I can be selective but they cannot so much
So the odds are stacked are weighed against them and as a result i have some sympathy for them
So the council is not really bad most of the time but not really good either at selection
they just muddle along . its not their money so they are not so intense as i am in getting it right
i like to think I`m pretty good or at least try to be .
But some LL`s of course will be bad and thats where we all suffer as they bring our reputation down
the trouble is within a month or two any good tenant can become bad through no fault of anyone
Ive just had one . lovely polite couple with young child . he had a very well paid job
relationship went down hill . she left with their child
and he just went off the scale - suddenly nothing to live for . His old demons kicked in
Reverted to his old self which hadnt manifested itself in 4 years since that seemingly steady relationship
I wouldnt have had a clue about the deep past unless i had the powers of MI5 to investigate
It can happen to anyone unfortunately - DSS or working
But when you know they are vulnerable at the outset then they should be sited appropriately
The council in my view tend to put the ones they want to get off their books in the first available let
Little DD . They want to tick the box and lessen their workload
if a loud brash family takes twice at much more time up of their working day and is always on their back than someone who is quiet and respectful and doesn't complain.....
Human nature unfortunately says get shot of that loud brash one first .

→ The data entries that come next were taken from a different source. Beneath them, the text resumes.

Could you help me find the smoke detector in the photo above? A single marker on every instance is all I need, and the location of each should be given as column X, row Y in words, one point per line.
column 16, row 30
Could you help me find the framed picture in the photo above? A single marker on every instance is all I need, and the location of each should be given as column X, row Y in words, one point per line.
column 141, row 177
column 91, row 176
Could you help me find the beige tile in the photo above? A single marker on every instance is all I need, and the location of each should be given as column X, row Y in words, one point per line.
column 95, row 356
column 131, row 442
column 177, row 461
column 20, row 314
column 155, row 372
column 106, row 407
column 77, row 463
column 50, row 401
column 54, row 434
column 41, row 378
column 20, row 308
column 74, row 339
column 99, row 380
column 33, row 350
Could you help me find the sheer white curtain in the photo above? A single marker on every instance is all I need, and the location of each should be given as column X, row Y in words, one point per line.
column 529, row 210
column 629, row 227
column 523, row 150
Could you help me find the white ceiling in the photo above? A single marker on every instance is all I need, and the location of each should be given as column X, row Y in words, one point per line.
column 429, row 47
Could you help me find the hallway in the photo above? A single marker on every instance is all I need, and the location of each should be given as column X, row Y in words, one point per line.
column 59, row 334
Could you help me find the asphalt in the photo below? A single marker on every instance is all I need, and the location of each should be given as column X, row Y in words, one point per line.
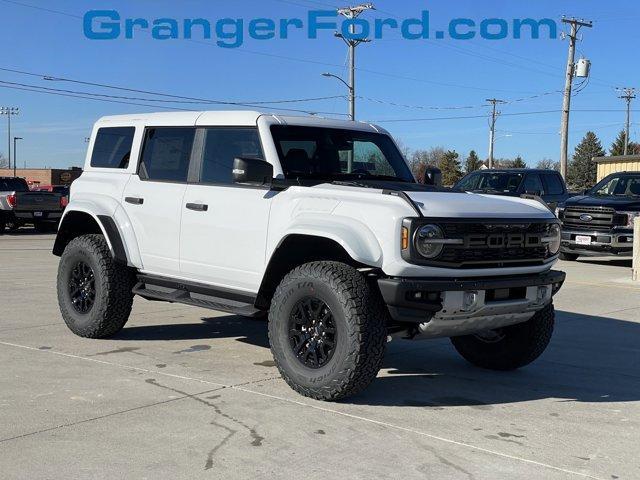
column 183, row 392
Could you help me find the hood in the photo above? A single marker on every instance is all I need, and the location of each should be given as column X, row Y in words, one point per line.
column 619, row 203
column 471, row 205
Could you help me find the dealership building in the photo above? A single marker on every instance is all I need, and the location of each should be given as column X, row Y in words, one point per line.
column 615, row 164
column 36, row 177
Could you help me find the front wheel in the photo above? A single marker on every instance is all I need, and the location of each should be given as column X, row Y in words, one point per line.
column 94, row 292
column 327, row 330
column 510, row 347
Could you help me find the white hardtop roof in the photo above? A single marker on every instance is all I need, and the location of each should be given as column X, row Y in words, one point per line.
column 230, row 118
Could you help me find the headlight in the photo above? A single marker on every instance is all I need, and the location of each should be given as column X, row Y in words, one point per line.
column 428, row 241
column 631, row 216
column 553, row 239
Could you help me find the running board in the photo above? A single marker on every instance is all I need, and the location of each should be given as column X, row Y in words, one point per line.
column 198, row 295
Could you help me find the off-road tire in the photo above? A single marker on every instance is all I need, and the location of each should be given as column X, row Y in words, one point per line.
column 113, row 288
column 360, row 322
column 520, row 345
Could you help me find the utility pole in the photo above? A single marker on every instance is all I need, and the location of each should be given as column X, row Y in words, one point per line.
column 492, row 124
column 575, row 24
column 351, row 13
column 628, row 94
column 9, row 111
column 15, row 154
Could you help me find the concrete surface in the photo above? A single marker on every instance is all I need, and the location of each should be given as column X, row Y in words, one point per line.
column 189, row 393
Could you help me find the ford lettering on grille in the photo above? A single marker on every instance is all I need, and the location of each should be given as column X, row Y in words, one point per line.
column 503, row 240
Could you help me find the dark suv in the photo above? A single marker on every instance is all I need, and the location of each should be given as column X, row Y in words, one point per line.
column 600, row 222
column 547, row 184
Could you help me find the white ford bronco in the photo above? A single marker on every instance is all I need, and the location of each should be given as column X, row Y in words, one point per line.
column 319, row 224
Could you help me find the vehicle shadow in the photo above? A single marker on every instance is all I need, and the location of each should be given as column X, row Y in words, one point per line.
column 590, row 359
column 612, row 262
column 247, row 330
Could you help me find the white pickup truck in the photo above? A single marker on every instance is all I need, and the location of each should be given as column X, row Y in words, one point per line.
column 318, row 223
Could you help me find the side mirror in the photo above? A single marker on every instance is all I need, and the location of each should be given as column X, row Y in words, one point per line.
column 433, row 176
column 252, row 171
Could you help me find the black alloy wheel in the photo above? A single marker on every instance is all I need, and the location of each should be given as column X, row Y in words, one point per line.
column 82, row 287
column 312, row 332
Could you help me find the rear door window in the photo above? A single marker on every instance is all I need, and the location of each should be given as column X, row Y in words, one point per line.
column 166, row 154
column 112, row 147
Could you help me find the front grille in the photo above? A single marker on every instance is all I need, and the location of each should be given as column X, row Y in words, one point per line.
column 595, row 219
column 508, row 251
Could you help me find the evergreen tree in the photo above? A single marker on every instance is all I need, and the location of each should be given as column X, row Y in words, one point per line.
column 617, row 147
column 473, row 162
column 451, row 168
column 548, row 164
column 582, row 172
column 518, row 163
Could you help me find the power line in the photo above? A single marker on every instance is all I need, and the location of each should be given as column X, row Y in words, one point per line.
column 88, row 96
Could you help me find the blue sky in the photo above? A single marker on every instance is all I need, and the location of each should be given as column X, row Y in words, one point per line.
column 420, row 73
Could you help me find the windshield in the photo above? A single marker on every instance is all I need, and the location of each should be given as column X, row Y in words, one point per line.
column 336, row 154
column 13, row 185
column 618, row 185
column 491, row 181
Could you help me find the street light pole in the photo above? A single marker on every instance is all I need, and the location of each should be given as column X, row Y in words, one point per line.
column 9, row 111
column 351, row 13
column 15, row 154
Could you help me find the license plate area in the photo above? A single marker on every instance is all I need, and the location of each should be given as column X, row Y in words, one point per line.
column 583, row 240
column 502, row 294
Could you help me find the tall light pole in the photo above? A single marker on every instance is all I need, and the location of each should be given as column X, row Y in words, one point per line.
column 492, row 125
column 566, row 103
column 628, row 94
column 352, row 13
column 9, row 112
column 15, row 154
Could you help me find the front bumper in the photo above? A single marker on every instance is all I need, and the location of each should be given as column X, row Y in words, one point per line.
column 453, row 307
column 602, row 243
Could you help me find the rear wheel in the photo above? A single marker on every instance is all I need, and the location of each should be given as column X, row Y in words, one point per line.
column 327, row 329
column 510, row 347
column 94, row 292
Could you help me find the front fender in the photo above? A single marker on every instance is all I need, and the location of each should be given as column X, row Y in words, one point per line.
column 354, row 236
column 101, row 206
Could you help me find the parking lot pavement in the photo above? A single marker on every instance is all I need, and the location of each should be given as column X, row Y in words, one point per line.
column 188, row 393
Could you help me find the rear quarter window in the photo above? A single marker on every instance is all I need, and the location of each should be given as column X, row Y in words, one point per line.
column 112, row 147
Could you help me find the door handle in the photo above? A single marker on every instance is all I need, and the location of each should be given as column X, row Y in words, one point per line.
column 198, row 207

Its wrong of course - but it happens daily
As you say, the council are required to house people. They aren't required to provide them with (adequate) support.
But it's the case that some people need more than just housing, they need support - whether that's physical, mental or educational. Health authorities and councils just don't have the resources to provide it though. Hence we end up with vulnerable people being put in inappropriate housing and left to themselves which inevitably causes problems for others.
If issues were addressed more at the source it could save so much in knock-on problems and costs. In your example, imagine the vulnerable person was either given regular support or housed in a supported community - how much would that save the police, the ambulance service; how much more productive and happy would your tenants be without the stress; how much paperwork would the council have saved; not to mention your own time, effort and stress?
The support costs would come from the councils budget though, someone else is paying for all the rest! Councils are cash strapped, having had central government contributions reduced or removed, so they don't get much choice!